Jonestown: The Women Behind The Massacre starts with an overview of the women’s roles within the church from its explicitly multiculturalist origins in the Midwest to its insidious spread and rise in the Sixties in Northern California, where so many death cults, such as the Manson Family, Black Panthers and the Symbionese Liberation Army, festered and originated. While it’s not included here, I recall reading that the era’s Jane Fonda had at some point declared herself an enthusiast for the People’s Temple, sharing the Reverend Jones’ faith in collectivism, socialism and social justice. These are their terms, not mine, and the most compelling aspect of this movement and program is how it made and tracks a religion out of the climax of the New Left, down to its environmentalism and multiculturalism. Forty years after their loved ones were slaughtered, Americans continue to equivocate about the evil of these ideals.

“[T]his [New Left] ideal had become instead this insular, paranoid, violent community”, Hearing the Voices of Jonestown author Mary Maaga asserts without accounting for her use of the word instead in this sentence. Of course New Left dogma became mass death but this documentary doesn’t identify, let alone examine, the philosophical roots of Jonestown.

Instead, Jonestown: The Women Behind The Massacre delves into facts, withholding analysis and judgment, documenting Jones’ drug addiction and sex orgies, as the Church preyed upon the Midwest’s and California’s poor and black families and becoming a model for future cult leaders, sects and swarms of militant religious women and sister-wives. As the People’s Temple herd dodges family lawsuits and concerns with a move to Guyana in South America, Jones fights for custody of one of the children he may have fathered, which is a catalyst to media scrutiny. With complicit parents as pawns, believing in social justice as their children work in the Guyana commune toward mass death, the four women plan and coordinate the mass murder-suicide, which began on that black day with the socialist commune’s parents giving their children cyanide-laced Kool-Aid. The women had ordered the poison and tested it on pigs before Congressman Leo Ryan’s constituent welfare check on Nov. 18.

With footage from the day of the massacre, which does not (and should) include video of the People’s Temple members’ military gun massacre on the congressman and practitioners (here, they’re called “defectors”) trying to escape the compound, Jonestown: The Women Behind The Massacre  shows that what one person calls “the most peaceful, loving community” suddenly, chillingly executes its highest morality: altruism.

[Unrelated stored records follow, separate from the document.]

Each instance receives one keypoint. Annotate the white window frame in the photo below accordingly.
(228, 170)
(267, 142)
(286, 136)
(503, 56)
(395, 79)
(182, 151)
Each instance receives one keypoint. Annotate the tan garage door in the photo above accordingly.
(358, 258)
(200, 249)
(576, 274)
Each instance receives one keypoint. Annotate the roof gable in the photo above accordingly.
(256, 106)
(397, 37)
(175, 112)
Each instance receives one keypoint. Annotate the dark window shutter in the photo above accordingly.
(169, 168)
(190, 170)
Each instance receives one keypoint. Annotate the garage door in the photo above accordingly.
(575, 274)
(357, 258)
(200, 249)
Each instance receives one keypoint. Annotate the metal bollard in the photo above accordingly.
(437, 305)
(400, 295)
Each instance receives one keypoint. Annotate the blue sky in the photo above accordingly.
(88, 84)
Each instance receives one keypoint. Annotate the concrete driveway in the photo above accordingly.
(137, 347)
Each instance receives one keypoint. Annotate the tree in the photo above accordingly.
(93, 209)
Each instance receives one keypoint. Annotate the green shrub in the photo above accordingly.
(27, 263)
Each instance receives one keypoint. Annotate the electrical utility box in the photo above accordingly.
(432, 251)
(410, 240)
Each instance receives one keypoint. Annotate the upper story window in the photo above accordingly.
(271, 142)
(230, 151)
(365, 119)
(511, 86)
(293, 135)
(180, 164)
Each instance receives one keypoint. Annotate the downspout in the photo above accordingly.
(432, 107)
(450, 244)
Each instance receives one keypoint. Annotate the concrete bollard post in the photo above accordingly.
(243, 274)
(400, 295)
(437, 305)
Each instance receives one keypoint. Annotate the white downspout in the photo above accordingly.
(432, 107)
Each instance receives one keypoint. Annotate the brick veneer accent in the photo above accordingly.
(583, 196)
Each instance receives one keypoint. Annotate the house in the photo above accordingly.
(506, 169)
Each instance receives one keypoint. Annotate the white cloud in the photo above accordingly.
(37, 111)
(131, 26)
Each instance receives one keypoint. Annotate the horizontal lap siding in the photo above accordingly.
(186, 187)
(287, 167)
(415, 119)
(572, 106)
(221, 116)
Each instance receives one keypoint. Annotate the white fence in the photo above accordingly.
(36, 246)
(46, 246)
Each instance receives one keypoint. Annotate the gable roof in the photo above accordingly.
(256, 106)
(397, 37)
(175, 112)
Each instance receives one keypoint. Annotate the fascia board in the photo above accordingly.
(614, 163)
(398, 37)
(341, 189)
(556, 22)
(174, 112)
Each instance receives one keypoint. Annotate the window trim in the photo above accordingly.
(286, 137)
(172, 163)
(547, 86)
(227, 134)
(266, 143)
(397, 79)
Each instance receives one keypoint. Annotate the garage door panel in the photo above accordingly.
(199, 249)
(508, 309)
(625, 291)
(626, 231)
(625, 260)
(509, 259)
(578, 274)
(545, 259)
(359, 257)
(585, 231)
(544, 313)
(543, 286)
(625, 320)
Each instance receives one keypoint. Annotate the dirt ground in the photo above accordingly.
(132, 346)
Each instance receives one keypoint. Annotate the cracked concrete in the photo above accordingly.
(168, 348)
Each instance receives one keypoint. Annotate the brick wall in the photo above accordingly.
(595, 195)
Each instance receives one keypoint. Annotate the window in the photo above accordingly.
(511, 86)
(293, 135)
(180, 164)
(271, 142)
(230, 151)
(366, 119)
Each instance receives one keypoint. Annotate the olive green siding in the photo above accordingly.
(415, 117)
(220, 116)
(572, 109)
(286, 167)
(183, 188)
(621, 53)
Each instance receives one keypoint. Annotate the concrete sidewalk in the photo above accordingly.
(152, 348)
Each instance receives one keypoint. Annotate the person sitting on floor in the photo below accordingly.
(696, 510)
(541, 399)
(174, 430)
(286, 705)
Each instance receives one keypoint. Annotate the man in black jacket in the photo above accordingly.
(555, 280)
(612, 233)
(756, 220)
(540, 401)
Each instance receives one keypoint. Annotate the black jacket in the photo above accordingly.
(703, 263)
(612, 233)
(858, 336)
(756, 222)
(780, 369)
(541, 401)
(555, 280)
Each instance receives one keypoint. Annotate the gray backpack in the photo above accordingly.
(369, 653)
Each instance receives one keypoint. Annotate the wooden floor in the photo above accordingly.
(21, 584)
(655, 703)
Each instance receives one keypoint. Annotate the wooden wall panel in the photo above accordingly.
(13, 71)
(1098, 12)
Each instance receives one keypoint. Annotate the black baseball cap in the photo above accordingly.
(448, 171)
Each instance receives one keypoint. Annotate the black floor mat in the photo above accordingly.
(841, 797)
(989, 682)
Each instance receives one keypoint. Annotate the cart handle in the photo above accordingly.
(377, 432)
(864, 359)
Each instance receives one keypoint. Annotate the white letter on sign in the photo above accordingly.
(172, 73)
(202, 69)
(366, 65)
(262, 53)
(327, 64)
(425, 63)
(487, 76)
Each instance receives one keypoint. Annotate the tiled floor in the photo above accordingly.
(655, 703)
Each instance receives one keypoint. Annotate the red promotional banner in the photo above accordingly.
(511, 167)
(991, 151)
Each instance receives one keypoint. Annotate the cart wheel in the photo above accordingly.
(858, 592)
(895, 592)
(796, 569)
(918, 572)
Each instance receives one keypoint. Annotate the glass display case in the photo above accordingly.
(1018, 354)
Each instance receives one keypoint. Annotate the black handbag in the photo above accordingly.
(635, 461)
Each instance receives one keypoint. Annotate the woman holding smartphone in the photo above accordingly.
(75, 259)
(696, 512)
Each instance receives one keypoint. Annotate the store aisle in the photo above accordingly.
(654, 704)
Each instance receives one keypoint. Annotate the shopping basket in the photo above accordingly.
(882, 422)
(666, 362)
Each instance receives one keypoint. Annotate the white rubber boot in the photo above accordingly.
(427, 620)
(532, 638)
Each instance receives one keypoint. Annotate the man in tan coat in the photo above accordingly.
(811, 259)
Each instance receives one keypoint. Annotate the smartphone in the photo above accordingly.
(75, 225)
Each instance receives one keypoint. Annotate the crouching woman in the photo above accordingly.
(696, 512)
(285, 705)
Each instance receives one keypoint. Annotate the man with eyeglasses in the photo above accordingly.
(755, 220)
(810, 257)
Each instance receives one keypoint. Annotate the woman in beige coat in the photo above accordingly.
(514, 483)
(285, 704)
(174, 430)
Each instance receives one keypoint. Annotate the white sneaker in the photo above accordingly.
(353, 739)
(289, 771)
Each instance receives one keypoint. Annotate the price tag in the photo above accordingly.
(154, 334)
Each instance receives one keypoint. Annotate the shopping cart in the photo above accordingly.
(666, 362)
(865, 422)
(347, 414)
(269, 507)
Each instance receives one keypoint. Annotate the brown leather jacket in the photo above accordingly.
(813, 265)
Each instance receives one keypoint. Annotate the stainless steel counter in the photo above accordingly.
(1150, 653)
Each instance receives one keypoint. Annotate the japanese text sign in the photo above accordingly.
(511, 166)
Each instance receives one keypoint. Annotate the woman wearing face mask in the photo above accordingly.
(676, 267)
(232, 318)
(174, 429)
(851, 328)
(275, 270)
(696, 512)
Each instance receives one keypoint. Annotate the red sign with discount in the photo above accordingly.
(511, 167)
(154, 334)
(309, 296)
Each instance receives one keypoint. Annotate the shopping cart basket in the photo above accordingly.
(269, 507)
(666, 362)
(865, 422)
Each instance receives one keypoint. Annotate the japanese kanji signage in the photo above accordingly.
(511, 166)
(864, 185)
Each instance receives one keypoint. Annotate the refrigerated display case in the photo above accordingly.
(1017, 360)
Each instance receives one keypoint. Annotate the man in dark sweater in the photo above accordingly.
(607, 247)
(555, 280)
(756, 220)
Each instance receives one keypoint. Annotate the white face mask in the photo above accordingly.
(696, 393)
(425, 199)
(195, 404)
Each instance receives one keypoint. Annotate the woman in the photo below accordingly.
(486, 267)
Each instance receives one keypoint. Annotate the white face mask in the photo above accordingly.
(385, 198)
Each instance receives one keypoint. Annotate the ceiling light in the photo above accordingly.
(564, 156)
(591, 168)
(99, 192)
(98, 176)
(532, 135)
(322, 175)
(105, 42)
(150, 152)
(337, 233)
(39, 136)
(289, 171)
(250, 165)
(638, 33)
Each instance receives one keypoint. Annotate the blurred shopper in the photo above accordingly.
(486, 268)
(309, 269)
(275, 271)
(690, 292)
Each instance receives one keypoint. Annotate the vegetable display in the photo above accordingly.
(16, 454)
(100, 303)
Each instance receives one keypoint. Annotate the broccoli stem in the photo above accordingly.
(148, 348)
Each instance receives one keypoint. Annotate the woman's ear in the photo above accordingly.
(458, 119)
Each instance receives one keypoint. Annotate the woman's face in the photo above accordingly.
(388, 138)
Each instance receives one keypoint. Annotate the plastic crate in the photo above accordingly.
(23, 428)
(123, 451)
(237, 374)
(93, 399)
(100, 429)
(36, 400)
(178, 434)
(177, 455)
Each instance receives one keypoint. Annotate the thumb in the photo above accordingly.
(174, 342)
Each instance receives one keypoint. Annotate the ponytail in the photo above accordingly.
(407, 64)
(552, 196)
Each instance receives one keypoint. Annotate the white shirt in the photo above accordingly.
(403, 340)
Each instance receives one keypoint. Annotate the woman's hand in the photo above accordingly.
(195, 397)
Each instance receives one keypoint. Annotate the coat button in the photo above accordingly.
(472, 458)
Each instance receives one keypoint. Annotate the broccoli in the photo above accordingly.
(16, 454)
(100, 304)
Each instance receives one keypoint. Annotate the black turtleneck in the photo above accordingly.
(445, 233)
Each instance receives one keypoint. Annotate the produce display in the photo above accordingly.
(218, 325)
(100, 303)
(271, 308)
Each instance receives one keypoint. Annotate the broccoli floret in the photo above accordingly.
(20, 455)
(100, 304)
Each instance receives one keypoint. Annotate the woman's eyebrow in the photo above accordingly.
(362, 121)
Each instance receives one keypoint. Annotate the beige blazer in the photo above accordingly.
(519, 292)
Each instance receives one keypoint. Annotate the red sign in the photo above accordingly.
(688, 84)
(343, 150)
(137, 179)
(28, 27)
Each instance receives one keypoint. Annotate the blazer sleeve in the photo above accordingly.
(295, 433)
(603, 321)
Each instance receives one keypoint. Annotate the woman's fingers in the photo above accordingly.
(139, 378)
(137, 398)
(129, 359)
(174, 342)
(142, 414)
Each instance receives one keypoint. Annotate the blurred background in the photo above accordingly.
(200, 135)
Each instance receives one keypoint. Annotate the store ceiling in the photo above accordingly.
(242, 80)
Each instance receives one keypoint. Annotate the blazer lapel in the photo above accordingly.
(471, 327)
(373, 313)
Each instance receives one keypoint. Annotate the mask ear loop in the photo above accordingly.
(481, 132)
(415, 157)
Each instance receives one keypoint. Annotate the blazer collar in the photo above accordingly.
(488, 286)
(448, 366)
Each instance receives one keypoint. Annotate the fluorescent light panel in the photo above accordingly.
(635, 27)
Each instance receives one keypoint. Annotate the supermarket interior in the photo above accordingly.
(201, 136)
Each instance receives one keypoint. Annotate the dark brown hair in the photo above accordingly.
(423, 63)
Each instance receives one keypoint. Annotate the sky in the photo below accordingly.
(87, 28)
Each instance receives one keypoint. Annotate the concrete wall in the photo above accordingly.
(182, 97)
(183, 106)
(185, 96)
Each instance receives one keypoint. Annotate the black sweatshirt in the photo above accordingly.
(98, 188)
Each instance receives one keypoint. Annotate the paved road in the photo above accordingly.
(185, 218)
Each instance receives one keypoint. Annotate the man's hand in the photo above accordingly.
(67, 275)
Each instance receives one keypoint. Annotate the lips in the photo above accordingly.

Another adherent praises Jonestown because there were “no cars”. Viewers should note that the preachings and practices at Jonestown are widely accepted today. Suicide and murder for the sake of earth, God, or others on a large scale was shocking in 1978.

It is not shocking now.

Jonestown: The Women Behind The Massacre reports on the women who strategized, schemed and made the massacre possible, reminding everyone 40 years after the People’s Temple’s mass death that, while it’s easy to overestimate Stalin, Hitler, Khomeini, Arafat, Mao and other mass murderers such as the Rev. Jim Jones, women (and men) who sanction, support and teach them are also guilty. A&E’s Jonestown: The Women Behind The Massacre, explicitly names the evil that these women did — they systematically conceived and activated the mass slaughter of innocents. That this account is predominantly made by survivors and scholars who are women is incidental.